One of the premier positives of the rocky 2025-26 Miami Heat season was how many of their young players progressed, namely Kel’el Ware, Jaime Jaquez Jr. and Pelle Larsson.
Ware, in particular, showcased several flashes of stardom — even though consistency still lacked from the sophomore big. Nevertheless, Ware turned in a productive year across 77 games, averaging 11.0 points and nine rebounds across 22.1 minutes per game.
During his end-of-season press conference last week, Heat star and captain Bam Adebayo, who oftentimes played alongside Ware, shared an interesting perspective as to why Ware can be “great.”
“I feel like he can be great.” he said. “I feel like Kel’el is a lot more comfortable when I’m out there just because somebody’s actively talking to him. And that might be aggravating, but that was [Dwyane Wade] when I was rookie, when I was a second-year player. He used to piss me all of the time because he used to always talk to me. Him and [Udonis Haslem] — one was in the game aggravating me and then I would come to the bench and then it was UD getting on my nerves.

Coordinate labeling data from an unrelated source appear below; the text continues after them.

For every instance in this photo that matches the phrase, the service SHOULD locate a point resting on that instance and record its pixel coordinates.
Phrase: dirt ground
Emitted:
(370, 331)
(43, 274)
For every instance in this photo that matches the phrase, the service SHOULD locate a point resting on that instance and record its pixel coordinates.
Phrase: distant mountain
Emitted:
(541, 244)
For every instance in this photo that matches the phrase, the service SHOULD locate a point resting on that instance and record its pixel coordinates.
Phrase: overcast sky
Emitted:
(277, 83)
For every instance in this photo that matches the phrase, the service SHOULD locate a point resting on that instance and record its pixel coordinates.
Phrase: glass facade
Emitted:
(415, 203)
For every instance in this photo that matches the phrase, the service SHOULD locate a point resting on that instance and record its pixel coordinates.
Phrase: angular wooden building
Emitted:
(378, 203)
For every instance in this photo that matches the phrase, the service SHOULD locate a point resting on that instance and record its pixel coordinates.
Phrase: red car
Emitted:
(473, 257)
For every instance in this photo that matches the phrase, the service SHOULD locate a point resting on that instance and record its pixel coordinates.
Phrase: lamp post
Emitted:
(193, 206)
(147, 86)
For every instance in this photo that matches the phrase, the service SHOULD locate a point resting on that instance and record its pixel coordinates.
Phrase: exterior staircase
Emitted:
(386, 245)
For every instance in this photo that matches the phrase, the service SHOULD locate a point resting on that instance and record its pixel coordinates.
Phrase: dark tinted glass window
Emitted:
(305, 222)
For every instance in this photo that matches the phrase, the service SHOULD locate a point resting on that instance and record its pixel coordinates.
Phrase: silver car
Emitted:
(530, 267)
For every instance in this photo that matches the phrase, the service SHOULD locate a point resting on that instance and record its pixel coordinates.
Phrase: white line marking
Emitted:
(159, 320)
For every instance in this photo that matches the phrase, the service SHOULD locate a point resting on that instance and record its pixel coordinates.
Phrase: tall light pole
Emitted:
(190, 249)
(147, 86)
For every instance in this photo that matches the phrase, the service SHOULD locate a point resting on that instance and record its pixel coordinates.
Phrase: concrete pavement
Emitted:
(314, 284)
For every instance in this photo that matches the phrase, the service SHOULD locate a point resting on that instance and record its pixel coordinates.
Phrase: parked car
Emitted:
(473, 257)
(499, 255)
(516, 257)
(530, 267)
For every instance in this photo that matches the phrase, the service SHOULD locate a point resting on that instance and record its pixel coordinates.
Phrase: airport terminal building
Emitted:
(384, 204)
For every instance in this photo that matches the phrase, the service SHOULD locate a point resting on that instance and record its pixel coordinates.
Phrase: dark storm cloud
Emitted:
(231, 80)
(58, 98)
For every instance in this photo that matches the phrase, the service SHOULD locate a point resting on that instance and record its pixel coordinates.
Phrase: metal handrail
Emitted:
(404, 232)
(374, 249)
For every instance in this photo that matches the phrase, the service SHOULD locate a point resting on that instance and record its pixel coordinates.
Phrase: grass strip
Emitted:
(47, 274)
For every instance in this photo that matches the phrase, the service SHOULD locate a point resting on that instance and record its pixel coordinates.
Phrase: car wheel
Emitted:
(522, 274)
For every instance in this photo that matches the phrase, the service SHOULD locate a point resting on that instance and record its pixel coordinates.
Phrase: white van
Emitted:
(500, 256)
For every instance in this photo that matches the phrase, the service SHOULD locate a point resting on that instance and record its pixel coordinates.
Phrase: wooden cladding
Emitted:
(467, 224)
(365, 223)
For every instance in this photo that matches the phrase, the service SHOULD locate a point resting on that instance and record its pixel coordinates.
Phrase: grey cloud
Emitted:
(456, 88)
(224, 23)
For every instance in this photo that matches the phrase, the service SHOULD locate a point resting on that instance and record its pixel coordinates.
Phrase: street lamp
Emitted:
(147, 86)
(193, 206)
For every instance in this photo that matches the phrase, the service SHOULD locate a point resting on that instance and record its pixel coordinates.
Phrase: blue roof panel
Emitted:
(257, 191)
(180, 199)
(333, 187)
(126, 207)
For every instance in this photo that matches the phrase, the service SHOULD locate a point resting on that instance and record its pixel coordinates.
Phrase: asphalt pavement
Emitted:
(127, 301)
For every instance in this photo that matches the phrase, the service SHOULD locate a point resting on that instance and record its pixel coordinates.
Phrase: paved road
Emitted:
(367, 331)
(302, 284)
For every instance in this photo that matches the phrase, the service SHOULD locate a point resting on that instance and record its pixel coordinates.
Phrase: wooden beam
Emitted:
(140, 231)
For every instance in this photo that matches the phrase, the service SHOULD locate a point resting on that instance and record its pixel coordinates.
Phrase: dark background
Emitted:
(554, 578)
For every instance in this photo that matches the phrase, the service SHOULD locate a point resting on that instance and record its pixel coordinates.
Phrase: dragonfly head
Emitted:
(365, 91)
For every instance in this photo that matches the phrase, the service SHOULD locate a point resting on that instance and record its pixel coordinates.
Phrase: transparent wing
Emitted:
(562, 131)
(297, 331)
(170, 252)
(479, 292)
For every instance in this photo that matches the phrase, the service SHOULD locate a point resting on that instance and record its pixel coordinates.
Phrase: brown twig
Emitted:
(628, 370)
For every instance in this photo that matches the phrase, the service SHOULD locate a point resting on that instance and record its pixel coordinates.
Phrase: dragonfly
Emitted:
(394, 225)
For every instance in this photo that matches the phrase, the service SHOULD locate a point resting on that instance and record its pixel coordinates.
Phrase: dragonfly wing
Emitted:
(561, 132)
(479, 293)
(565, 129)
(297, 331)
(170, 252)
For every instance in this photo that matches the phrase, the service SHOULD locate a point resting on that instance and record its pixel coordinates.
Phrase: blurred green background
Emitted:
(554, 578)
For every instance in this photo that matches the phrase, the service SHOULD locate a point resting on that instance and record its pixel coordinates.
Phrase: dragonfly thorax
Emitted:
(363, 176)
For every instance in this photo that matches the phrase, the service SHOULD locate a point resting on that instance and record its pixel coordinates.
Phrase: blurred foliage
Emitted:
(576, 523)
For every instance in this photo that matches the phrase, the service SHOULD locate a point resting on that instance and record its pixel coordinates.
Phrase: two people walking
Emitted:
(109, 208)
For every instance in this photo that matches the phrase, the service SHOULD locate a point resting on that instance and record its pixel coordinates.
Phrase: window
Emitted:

“You need that if you want to tap into your ceiling if you want to get to places where you don’t think you can get. You need those conversations; you need those buildups; you need those honest conversations … It’s helped me, so my job is to help him.”
The Kel’el Ware-Bam Adebayo tandem was still a mixed bag in 2025-26:
One of the bigger storylines throughout the season revolved around Ware and Adebayo’s playing time — or lack thereof — together. Through the first three months, the duo looked horrendous. But an early February bout against the lowly Washington Wizards flipped the script, thus gaining more trust from Heat head coach Erik Spoelstra.
It was still a mixed bag, but Ware-Adebayo together finished with plus-6.7 NET, a steady improvement from the plus-4.2 NET a year ago, according to Cleaning The Glass. However, it is slighly deceiving.
They feasted on poor frontcourts, while struggled to find consistency against anything average or better. Across 189 minutes against bottom-10 teams, they were a plus-30.1; in 250 minutes against defenses ranked in the top-half, they were a dismal minus-9.7.
While it’s imperative they continue to build more comfortability with one another next year, it’s just as important they develop more consistency against stiffer competition to justify those minutes. We’ve seen Adebayo hold the fort; we’ve seen, at times, Ware hold down the fort.
Now it would behoove the Heat to figure out how both can do it together.